Since the 1930s, the U.S. alcohol treatment system has relied heavily, and often exclusively, on the 12-step approach. The most popular and traditional treatment is based on the Alcoholics Anonymous (AA) 12-step program, followed by 90 AA meetings in 90 days, and it has an 80 percent failure rate. While AA and other behavioral treatment approaches can be an essential part of addiction recovery, this “talk therapy only” approach has helped the U.S. reach the point where 120 people per day die from drugs and alcohol–more than by car wrecks or gunshots.

According to Dr. Urschel, scientific research has validated three major discoveries in the field of addiction treatment:

  • Addiction is a chronic, medical disease affecting the brain;
  • At least fifty percent of those addicted to alcohol or drugs also suffer from co-occurring psychiatric disorders, i.e. a mental illness such as anxiety, depression, schizophrenia or bipolar disorder;
  • Scientific research has developed medications to help control cravings and address the healing of a patient’s brain injury that can transform the alcoholic/drug addict’s chances for successful sobriety from 20 percent to upwards of 75-80 percent long-term.

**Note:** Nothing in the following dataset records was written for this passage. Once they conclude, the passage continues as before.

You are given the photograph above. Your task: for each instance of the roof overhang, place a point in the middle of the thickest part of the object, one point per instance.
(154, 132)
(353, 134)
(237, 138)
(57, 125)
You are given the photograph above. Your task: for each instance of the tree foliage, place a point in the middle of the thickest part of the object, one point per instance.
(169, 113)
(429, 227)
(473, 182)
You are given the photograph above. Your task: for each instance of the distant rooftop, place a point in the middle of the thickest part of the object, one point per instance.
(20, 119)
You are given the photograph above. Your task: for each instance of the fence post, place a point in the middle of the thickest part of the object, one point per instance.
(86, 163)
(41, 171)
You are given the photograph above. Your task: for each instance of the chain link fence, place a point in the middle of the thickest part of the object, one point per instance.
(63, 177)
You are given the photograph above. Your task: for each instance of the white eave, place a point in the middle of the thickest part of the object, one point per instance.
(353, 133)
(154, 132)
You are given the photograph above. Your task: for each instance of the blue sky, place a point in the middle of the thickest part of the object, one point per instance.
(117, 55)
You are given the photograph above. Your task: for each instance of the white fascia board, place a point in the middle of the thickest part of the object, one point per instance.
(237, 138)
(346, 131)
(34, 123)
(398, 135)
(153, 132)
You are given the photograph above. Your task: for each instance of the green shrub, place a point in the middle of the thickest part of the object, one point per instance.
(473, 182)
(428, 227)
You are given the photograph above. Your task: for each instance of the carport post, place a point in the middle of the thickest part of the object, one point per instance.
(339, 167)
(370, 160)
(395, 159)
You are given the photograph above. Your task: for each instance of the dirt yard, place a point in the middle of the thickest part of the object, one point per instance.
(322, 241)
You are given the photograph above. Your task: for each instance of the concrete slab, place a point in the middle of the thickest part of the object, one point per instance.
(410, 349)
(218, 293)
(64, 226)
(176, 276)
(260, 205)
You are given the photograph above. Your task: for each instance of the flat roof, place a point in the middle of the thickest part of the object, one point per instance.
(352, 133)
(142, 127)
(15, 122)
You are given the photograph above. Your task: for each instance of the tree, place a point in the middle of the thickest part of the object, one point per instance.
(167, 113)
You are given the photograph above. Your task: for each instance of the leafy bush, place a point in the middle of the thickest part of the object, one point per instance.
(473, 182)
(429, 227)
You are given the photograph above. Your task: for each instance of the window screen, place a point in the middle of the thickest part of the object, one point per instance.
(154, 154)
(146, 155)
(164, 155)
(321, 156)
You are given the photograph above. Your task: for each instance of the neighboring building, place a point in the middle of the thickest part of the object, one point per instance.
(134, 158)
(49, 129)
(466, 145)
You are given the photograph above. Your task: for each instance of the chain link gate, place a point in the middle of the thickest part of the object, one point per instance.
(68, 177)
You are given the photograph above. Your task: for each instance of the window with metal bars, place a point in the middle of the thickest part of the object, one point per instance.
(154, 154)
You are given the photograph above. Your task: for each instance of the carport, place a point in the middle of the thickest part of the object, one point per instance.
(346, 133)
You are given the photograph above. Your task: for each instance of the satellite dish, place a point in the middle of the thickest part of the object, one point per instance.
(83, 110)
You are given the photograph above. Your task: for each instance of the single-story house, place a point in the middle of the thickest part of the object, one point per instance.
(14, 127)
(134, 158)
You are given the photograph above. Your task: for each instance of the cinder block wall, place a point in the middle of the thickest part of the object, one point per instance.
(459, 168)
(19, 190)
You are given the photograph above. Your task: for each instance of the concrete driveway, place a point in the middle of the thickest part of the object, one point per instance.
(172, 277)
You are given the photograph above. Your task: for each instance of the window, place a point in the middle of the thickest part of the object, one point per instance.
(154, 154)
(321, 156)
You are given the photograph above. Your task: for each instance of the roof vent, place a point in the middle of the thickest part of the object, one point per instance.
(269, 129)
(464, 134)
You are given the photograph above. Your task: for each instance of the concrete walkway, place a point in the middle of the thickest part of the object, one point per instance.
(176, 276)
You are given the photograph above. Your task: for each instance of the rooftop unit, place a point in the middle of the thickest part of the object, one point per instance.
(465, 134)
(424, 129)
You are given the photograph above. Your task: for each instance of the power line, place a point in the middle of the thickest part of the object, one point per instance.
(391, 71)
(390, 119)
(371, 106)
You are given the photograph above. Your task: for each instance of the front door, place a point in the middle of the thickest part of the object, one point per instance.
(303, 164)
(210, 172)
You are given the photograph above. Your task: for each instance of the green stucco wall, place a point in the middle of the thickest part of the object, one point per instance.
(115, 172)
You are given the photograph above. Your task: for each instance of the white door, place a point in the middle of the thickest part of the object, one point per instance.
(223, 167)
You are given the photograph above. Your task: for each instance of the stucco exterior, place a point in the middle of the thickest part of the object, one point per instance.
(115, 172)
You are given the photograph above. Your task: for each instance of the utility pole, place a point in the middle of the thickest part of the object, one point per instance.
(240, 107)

“We often ask the addict, ‘Why?’ when it seems so obvious how damaging their continuing addicted behavior is,” continued Dr. Urschel. “The simple answer is that their brains are broken–injured, impaired, malfunctioning. Could the ever-growing death rate of our loved ones afflicted with this increasingly fatal disease be caused by an outdated model that limits real treatment to the acute level and uses ineffective treatment methods, instead of striving for the most effective medical results? Would we abide by such complacency for victims of other debilitating brain diseases like Alzheimer’s or Parkinson’s? The sooner we embrace the realities of this disease, like Michael Botticelli has with great effect through his previous programs in Massachusetts, and now through his efforts at the national level, the sooner we can reverse the spiral of addiction to which too many lives are lost.”